The drums sound tabla-like on “Mute”, while the guitar evokes a circular saw at certain points, and its one note insistence on “Tempelhof” possibly owes a little something to Rhys Chatham. Here, Caspar’s bear-like growl accompanies a guitar that veers from rubbery to shrieking, then back to the one-note mantra. Meanwhile, the bass growls in the background like a loose cement mixer, scraping up any loose shards ad flinging them back into the whole. The album closes with the fifteen-minute title track, and this is where you feel that Caspar is disappearing into his own world. The different textures are fascinating, with the light shimmer of the top string merging with the clash of spurs and crashing of swords being attacked with an angle-grinder. The rhythm section appears after a little while, and canters forward as the guitar blisters and bubbles, questing for something that only Caspar can find, the sound gradually turning into the whine of a diving aircraft as all around is strafed with molten lead.

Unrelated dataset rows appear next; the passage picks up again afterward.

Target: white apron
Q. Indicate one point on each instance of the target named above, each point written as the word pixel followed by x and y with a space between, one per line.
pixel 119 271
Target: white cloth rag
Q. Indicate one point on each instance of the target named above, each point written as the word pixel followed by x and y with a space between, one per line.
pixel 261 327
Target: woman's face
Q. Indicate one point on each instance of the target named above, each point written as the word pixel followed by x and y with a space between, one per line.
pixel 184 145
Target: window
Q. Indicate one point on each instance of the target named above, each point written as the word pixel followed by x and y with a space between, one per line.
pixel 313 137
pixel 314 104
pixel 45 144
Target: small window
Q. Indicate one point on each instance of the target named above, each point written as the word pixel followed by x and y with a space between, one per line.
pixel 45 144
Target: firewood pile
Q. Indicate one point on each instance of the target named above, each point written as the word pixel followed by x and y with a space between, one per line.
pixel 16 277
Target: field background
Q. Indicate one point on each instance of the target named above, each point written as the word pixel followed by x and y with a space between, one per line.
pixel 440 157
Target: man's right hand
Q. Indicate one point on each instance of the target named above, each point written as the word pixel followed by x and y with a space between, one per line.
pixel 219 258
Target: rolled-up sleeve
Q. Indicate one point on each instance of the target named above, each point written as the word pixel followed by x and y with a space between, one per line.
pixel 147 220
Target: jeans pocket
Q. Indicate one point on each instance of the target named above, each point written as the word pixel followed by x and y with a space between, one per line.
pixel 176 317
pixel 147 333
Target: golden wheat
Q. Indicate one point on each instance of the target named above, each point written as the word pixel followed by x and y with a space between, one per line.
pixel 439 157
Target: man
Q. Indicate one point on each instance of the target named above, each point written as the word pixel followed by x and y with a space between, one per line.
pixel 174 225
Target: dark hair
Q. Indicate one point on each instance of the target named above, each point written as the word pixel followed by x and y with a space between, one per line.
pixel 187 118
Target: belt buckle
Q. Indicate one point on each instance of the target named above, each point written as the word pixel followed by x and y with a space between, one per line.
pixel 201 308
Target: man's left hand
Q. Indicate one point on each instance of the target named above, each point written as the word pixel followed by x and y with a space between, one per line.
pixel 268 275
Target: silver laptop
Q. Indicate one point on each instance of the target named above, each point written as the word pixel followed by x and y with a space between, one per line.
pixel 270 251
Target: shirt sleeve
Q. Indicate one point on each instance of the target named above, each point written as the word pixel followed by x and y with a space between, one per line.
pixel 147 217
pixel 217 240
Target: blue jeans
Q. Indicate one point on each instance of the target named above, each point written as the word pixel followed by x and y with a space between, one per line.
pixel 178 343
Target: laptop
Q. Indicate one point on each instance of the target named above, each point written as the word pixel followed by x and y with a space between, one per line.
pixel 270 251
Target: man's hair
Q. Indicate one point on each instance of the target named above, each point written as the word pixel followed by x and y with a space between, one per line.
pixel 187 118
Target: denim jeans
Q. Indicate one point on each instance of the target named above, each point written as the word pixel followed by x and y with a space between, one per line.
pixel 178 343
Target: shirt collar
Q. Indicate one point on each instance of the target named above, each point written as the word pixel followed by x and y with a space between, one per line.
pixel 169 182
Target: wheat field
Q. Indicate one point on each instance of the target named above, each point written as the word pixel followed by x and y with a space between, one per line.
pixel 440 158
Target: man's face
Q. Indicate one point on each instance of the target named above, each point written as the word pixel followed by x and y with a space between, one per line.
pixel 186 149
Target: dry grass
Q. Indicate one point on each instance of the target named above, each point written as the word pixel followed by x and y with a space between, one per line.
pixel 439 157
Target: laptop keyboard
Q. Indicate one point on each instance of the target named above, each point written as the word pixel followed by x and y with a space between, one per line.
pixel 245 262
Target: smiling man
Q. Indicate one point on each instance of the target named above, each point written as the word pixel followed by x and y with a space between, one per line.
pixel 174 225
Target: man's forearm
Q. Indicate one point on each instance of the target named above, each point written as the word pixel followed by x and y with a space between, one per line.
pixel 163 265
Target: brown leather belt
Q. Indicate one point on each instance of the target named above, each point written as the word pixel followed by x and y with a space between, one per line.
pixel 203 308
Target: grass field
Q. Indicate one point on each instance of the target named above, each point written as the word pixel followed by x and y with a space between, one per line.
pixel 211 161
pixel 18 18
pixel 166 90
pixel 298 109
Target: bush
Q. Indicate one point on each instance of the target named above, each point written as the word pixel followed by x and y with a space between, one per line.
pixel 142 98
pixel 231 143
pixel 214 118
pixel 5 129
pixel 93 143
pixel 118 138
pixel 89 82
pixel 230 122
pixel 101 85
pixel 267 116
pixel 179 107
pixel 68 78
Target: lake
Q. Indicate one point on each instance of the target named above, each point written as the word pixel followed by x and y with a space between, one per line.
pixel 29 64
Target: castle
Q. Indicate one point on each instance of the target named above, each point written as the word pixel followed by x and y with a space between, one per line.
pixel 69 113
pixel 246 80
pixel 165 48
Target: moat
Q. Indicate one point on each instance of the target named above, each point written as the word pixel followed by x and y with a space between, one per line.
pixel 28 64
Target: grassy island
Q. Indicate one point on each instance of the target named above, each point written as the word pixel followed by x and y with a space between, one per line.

The bass and drums are stampeding at this point, but can only hold on for so long before they run out of steam, and the track and the album come to a close.I had never heard Caspar Brötzmann before and these albums are a revelation. A reaction to his father and maybe to the static German music scene, who knows. What is apparent is that there is a single-minded vision here that he was more than capable of developing into an exciting and uncompromising rush of noise. Long out of print, we have Southern Lord to thank for thrusting them back into the public’s consciousness.